Abby miró su reloj, un reloj pequeñito insertado en una pirámide de paredes de oro.

—Más o menos las siete y media. ¿Por qué?

—¿Quieres dormir más, Therese?

—No. Estoy bien.

—Te llevaré a tu casa cuando quieras —le dijo Carol.

Al final, fue Abby la que la acompañó en el coche hacia las diez, porque dijo que no tenía nada que hacer y que estaría encantada de llevarla.

Mientras iban por la autopista a toda velocidad, Therese pensó que a Abby también debía de gustarle el aire frío. ¿A quién se le ocurría ir sin capota en pleno diciembre?

—¿Dónde conociste a Carol? —le gritó Abby.

Therese tuvo la sensación de que podía contarle toda la verdad a Abby.

—¡En unos almacenes! —gritó a su vez.

—¡Ah! —dijo Abby conduciendo caprichosamente, haciendo patinar el coche en las curvas y acelerando donde no había que acelerar—. ¿Te gusta?

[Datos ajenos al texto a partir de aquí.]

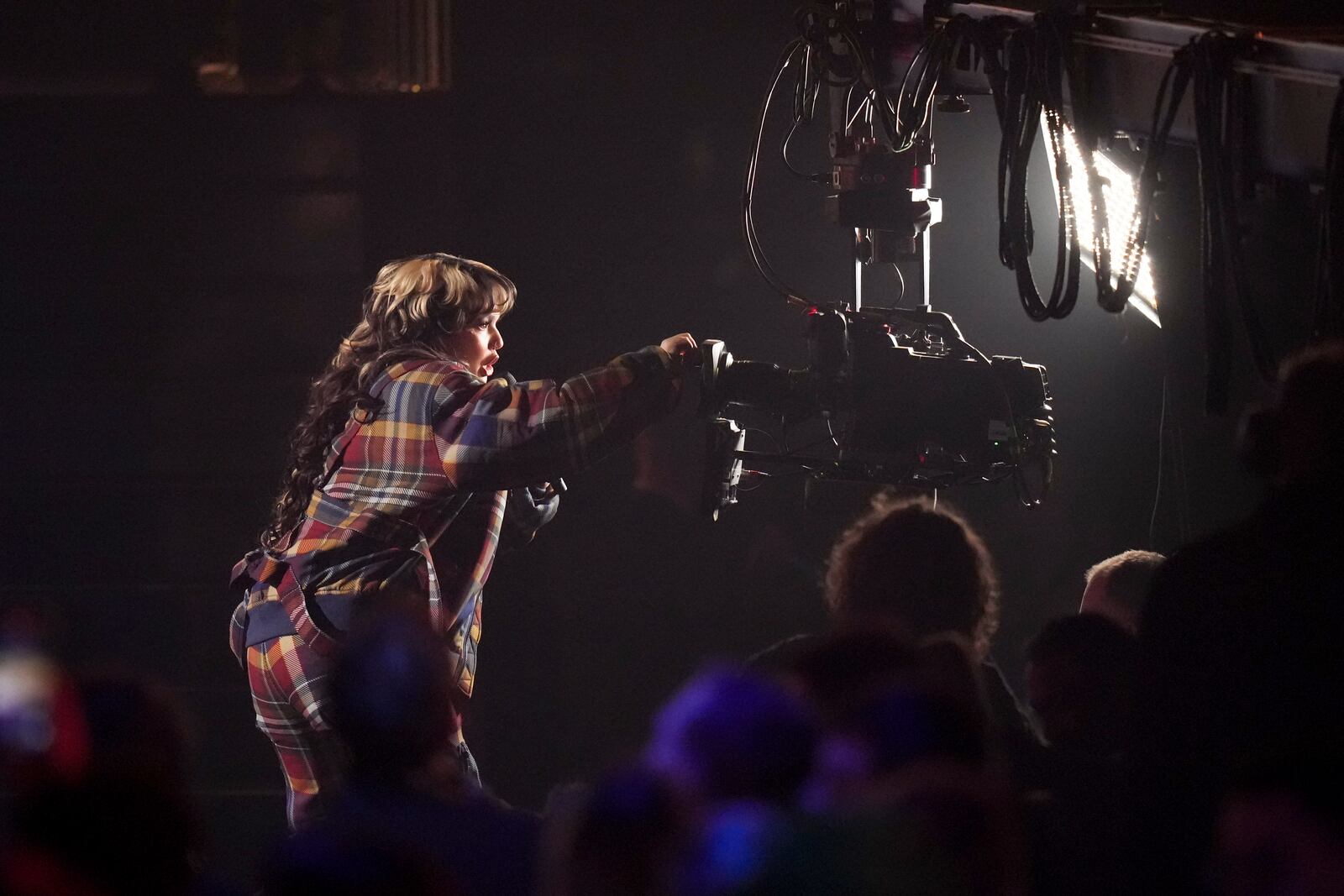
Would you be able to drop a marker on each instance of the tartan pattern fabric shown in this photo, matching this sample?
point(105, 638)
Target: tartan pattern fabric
point(289, 694)
point(289, 689)
point(420, 496)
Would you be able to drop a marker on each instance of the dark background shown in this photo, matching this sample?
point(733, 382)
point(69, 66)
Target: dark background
point(176, 268)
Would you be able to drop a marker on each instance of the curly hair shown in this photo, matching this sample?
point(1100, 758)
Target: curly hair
point(410, 307)
point(918, 564)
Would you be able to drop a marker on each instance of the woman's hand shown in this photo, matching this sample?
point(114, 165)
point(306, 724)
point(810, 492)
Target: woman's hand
point(678, 345)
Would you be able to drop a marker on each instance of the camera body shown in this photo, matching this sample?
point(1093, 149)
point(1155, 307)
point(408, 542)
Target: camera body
point(906, 401)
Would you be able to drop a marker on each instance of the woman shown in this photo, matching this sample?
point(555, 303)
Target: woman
point(409, 468)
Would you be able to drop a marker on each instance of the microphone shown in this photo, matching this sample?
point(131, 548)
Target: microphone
point(557, 485)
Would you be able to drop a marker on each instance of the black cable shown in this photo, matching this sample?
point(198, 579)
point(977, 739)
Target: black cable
point(1213, 55)
point(1328, 318)
point(749, 186)
point(1171, 90)
point(1026, 73)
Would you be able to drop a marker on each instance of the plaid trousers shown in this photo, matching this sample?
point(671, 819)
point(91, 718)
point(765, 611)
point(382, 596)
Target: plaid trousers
point(289, 687)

—¡Claro! —¡Vaya pregunta! Era como preguntarle si creía en Dios.

Cuando entraron en su calle, Therese le indicó cuál era su casa.

—¿Te importaría hacerme un favor? —le preguntó Therese—. ¿Podrías esperar un minuto? Quiero darte algo para Carol.

—Naturalmente —dijo Abby.

Therese subió la escalera, cogió la carta y la deslizó bajo la cinta del regalo de Carol. Se lo bajó a Abby.

—Vas a verla esta noche, ¿verdad?

Abby asintió despacio con la cabeza y Therese notó el fantasma de un desafío en los curiosos ojos negros de Abby. Ella iba a ver a Carol y Therese no. ¿Pero qué podía hacer para evitarlo?

—Ah, y gracias por traerme.

—¿Estás segura de que no quieres que te lleve a ningún otro sitio? —sonrió Abby.

—No, gracias —dijo Therese, también sonriendo. Sabía que a Abby le hubiera encantado llevarla bien lejos, incluso hasta Brooklyn Heights.

Therese subió los escalones del portal de su casa y abrió el buzón. Había dos o tres cartas, tarjetas de Navidad, y una era de Frankenberg. Cuando volvió a mirar hacia la calle, el enorme coche color crema había desaparecido. Como si todo hubiera sido imaginación suya, como uno de aquellos pájaros de sus sueños.